A Crazy Little Thing Called {purrr} - Part 5: code optimization

4 minute(s) read

This might not be the last time I make this Queen reference.

There’s a general saying in programming that you should try to write as less code as possible. Spoiler: this is not because developers are lazy. On the contrary, concise code takes a lot of time to write. But it can save a massive amount of time on the long run, as it creates fewer bugs, and make the code easier to maintain.

As you know, I love {purrr}. Most tutorials on the web focus on the iteration part (don’t make me say what I didn’t say: the iteration tools are incredibly poweful), yet forgetting the “programming” part of {purrr} would make you miss a lot of cool features from this package. I hope my series of posts has convince you to dive into this “programming with {purrr}” world :)

So, today, we’re gonna have a look at what you can do with {purrr} to write more efficient R.
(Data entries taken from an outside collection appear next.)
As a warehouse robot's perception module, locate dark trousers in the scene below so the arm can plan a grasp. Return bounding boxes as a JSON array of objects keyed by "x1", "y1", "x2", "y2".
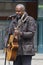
[{"x1": 13, "y1": 55, "x2": 32, "y2": 65}]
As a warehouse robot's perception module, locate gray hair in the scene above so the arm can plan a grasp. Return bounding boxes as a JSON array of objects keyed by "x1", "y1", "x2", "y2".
[{"x1": 16, "y1": 4, "x2": 25, "y2": 11}]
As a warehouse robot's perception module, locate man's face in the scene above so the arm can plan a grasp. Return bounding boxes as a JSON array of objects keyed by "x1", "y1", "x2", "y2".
[{"x1": 16, "y1": 7, "x2": 23, "y2": 17}]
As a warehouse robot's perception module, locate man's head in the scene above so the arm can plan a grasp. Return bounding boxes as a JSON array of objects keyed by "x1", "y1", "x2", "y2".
[{"x1": 15, "y1": 4, "x2": 25, "y2": 16}]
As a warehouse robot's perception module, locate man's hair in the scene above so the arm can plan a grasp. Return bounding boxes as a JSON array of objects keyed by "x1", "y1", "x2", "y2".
[{"x1": 16, "y1": 4, "x2": 25, "y2": 11}]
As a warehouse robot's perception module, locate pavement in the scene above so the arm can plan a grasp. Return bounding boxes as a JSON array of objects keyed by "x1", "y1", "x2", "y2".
[{"x1": 0, "y1": 50, "x2": 43, "y2": 65}]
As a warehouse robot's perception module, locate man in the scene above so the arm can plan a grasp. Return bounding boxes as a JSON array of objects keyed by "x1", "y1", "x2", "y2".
[{"x1": 4, "y1": 4, "x2": 36, "y2": 65}]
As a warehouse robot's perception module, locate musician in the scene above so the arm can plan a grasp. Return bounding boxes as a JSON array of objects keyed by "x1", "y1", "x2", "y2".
[{"x1": 4, "y1": 4, "x2": 36, "y2": 65}]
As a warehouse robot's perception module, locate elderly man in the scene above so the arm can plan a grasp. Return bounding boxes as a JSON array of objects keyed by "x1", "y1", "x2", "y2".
[{"x1": 4, "y1": 4, "x2": 36, "y2": 65}]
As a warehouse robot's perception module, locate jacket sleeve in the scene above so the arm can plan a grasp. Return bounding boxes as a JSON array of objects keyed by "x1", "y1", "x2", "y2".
[{"x1": 21, "y1": 17, "x2": 36, "y2": 38}]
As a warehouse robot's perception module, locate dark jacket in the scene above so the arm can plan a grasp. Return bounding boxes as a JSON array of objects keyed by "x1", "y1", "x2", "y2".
[{"x1": 4, "y1": 14, "x2": 36, "y2": 55}]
Repeat after me: don’t repeat yourself

It has been said countless time: if you copy and paste a piece of code more than two times, you need a function. Well, I know, it’s not always that easy to find the perfect function and RStudio makes it so easy to just copy down the line you’ve just typed. But everytime you wish to do that, remember that this is just “adding more fuel to the bug fire”.

(Ok, that might not be important if you’re just randomly trying stuffs, but let’s stay focused and imagine we’re responsable adults building packages, or doing reproducible research…)

Functions returning functions

R is an amazingly flexible language. Everything that exists in R is an object, and everything that happens is due to a function. So yes, functions are objects that can turn objects into other objects.

And if a function can take objects and return an object, there’s no reason these objects can’t be functions. That’s exactly what safely (seen in the first part of this series) and friends do. But today I’m here to talk about some other functions, compose and partial.

Compose

library(tidyverse)
library(broom)

Have you ever been in a situation when you wrote this kind of code?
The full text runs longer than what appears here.